Дед улыбнулся, вспоминая разговор с дочерью, и призадумался: Безумства? … Интересно, считается ли безумством его тот поступок? Что сказала бы дочка?

Давненько это было. Случился приступ аппендицита, попал Илья в больницу. Доктор там молодой, очень строгий. Сразу после операции заволновался Илья, скоро ли домой отпустят. А доктор сердито нахмурился:

– Вы, молодой человек, только из операционной, так что лежите не задавайте глупых вопросов. А когда выписывать, мы уж сами решим.

Прошел день, потом ночь, а сон не идет, в голове беспокойство о жене. Время тянется, словно резина. Утром доктор пришел, осмотрел его и сказал, что все идет как надо. А к ночи совсем тошно стало. Грустно, хоть плачь.

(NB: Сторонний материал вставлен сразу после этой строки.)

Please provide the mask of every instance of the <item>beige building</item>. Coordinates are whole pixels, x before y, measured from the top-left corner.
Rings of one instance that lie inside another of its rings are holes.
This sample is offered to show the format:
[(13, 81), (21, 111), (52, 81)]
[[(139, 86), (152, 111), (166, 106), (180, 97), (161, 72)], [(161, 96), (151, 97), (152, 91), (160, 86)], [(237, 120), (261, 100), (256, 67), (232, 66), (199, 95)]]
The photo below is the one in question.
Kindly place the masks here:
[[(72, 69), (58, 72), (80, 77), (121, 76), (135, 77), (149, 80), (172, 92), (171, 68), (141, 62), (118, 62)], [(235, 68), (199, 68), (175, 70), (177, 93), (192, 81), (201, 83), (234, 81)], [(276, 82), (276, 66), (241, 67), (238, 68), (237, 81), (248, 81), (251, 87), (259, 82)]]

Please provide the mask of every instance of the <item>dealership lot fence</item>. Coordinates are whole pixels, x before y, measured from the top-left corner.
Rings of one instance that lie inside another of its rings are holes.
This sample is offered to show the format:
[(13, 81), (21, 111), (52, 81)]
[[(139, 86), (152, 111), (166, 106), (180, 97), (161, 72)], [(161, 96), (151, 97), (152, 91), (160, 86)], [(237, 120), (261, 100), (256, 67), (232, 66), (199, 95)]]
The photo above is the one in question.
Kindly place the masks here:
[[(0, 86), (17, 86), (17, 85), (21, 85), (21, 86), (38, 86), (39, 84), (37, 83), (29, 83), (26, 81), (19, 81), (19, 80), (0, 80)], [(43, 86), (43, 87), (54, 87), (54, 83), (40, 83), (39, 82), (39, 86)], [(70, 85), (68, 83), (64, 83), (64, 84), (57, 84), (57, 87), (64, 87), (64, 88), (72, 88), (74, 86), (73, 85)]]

Выглянул в коридор – дежурная медсестра дремлет, положив руки на стол. Больше – никого! Еле дыша, прокрался мимо, осторожно спустился по лестнице. Тихо! С колотящимся сердцем, отодвинул засов, толкнул дверь, и вышел на улицу, как был, в пижаме, хорошо не зима.

Помнится, возликовал тогда, что нынче Аринушку увидит. Прикинул: до деревни из райцентра одиннадцать километров, всего около трех часов пешего хода. Учесть ноющий бок, часа четыре от силы. Но расстояние и боль – сущие пустяки. Разве может такая мелочь удержать любящего человека?

Вот только не попал Илья домой; на полпути настигла беглеца санитарная машина и отвезли его… в психушку.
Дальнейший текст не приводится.